Changing disinfection practice

 2021-06-02  718

Changing disinfection practice

This practice highlights the effective change from using Chlorine gas for water disinfection which had to be imported to Yemen to using solid chlorine (calcium hypochlorite - Ca(OCl)2) which is available in the local market. The chlorine powder is mixed with water and injected into the network whilst controlling residual chlorine. This practice is used by many water utilities and has contributed to improving the quality of water supply, public health, and controlling the successive waves of cholera that struck Yemen since 2016.

Description of the problem

Yemen faces important drinking water quality problems. Successive waves of cholera in Yemen have increased the burden on water utilities in terms of controlling its water quality. The challenge is to provide good quality water to consumers and this is difficult because of the intermittency of the water supply. Another problem is that due to the war conditions some water systems have been damaged and safe water provision becomes more difficult. The war conditions also complicated the importation of chlorine gas for water disinfection. The chlorine gas is also very toxic and needs strict safety precautions which are difficult to maintain under war and emergency conditions.

Description of the good practice

The practice concerns the replacement of disinfection using imported chlorine gas with disinfection using chlorine powder (Calcium Hypochlorite) from the local market. Automatic chlorine injection units have been installed on dozens of wells. The injection is directly made into the water distribution system, using an injection pressure which is appropriate in relation to the network pressure at the injection point. The use of chlorine powder has proven to be an effective and less expensive technique than using more costly imported chlorine gas.

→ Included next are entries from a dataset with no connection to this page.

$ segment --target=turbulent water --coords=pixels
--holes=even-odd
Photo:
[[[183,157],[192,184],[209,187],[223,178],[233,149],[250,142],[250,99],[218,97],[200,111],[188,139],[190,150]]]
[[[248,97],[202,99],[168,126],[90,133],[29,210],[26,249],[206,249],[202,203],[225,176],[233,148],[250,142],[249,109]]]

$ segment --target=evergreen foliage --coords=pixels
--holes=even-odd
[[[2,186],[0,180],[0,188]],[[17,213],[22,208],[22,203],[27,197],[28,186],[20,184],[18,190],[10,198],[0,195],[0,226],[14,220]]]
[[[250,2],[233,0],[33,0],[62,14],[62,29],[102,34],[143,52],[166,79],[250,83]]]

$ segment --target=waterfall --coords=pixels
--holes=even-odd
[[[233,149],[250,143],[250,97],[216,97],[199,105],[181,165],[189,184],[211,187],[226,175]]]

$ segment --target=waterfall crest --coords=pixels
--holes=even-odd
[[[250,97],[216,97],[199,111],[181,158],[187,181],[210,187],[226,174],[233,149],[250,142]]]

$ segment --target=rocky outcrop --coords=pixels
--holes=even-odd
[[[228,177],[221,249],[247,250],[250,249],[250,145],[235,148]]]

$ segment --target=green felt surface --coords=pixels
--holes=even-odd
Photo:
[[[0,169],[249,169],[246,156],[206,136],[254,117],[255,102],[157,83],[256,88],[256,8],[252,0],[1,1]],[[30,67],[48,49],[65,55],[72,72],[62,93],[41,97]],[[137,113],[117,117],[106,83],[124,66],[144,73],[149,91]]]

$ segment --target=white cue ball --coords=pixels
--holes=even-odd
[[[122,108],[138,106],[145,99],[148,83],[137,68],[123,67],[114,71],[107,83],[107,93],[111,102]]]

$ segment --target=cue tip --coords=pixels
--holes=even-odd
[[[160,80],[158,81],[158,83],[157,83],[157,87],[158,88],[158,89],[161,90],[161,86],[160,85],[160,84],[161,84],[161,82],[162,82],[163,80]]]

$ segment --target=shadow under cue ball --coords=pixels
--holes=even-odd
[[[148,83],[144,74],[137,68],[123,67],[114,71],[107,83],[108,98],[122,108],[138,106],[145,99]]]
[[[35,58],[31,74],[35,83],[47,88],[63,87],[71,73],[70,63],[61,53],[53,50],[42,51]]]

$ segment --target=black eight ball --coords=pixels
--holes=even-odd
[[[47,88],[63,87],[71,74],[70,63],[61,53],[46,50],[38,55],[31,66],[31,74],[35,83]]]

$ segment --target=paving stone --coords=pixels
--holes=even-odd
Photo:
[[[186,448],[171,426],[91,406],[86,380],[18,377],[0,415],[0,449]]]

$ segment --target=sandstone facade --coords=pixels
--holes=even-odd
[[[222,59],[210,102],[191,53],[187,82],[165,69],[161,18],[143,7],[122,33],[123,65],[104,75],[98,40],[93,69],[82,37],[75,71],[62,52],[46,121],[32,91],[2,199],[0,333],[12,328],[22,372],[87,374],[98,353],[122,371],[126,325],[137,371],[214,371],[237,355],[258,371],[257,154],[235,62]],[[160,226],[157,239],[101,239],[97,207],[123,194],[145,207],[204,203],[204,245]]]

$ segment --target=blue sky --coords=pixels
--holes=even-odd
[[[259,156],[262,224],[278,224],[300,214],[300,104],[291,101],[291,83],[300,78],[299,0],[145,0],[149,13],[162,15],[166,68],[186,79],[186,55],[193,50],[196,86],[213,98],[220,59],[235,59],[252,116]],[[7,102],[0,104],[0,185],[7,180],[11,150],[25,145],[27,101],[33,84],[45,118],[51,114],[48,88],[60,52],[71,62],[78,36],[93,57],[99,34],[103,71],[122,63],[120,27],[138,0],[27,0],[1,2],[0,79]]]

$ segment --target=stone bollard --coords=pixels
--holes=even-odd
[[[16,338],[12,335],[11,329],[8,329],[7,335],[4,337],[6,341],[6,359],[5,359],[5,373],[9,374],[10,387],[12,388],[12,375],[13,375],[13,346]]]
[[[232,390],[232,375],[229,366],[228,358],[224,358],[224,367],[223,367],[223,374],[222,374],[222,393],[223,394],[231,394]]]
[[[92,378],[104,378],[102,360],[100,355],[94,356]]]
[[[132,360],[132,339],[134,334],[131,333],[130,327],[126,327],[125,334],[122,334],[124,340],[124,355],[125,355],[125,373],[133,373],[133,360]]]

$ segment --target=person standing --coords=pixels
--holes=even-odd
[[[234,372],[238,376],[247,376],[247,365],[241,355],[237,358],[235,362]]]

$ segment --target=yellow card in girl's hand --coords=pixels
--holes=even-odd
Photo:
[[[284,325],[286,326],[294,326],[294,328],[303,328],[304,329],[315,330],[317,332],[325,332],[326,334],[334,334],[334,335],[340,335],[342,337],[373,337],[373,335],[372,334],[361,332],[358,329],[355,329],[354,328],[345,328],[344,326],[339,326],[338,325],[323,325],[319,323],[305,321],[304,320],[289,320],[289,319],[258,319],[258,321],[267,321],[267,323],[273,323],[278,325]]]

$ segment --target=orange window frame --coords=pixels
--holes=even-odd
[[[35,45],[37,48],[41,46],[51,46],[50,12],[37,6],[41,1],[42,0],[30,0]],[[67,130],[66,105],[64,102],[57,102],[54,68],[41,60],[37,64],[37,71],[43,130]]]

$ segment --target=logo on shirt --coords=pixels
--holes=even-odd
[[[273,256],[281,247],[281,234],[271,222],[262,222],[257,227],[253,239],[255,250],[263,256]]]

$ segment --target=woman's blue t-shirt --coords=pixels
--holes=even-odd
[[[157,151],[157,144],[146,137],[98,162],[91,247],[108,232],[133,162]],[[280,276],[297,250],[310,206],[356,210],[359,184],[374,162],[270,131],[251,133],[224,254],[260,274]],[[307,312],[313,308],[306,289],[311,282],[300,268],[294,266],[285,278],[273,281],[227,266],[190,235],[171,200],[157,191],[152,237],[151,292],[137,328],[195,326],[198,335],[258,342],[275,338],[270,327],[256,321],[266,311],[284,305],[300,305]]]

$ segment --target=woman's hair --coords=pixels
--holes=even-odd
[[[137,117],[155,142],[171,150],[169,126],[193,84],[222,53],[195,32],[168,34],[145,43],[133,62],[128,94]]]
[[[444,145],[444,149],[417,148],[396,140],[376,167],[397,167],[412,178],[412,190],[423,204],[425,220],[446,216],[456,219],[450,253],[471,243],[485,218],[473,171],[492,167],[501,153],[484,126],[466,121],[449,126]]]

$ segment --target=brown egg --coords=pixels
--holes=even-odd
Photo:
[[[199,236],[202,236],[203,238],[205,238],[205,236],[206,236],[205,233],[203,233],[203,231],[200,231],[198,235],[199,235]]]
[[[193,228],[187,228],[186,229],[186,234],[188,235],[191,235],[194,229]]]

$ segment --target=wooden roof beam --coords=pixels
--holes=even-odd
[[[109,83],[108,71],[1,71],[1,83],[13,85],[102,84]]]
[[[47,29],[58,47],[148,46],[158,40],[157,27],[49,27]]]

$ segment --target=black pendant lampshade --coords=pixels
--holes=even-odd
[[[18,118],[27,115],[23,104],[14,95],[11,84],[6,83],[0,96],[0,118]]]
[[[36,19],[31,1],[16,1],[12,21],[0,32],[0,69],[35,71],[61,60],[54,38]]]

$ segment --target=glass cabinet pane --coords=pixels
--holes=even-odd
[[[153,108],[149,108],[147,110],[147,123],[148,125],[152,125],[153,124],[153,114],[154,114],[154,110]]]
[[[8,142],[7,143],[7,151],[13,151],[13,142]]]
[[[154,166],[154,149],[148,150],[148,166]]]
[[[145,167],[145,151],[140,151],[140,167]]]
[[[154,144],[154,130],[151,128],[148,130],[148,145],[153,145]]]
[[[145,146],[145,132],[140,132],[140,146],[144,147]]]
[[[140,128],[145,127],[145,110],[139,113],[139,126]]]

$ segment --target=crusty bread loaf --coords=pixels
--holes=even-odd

Impact and sustainability of the good practice

Water disinfection using chlorine in its solid form has contributed significantly to control cholera outbreaks in Yemen, through supplying safe and disinfected water. The use of powder chlorine from the local market enables water utilities to avoid importing costly chlorine gas from the global market. The principal impact of improving water quality remains the delivery of safe and disinfected water to customers, triggering better public health, education, economic growth and control of water-related diseases such as cholera.

Required resources

The approach has limited requirements including

Automatic chlorine injection equipment for each well and pumping station

Training of utility staff to operate the units

A monitoring programme to control the water quality in the entire network.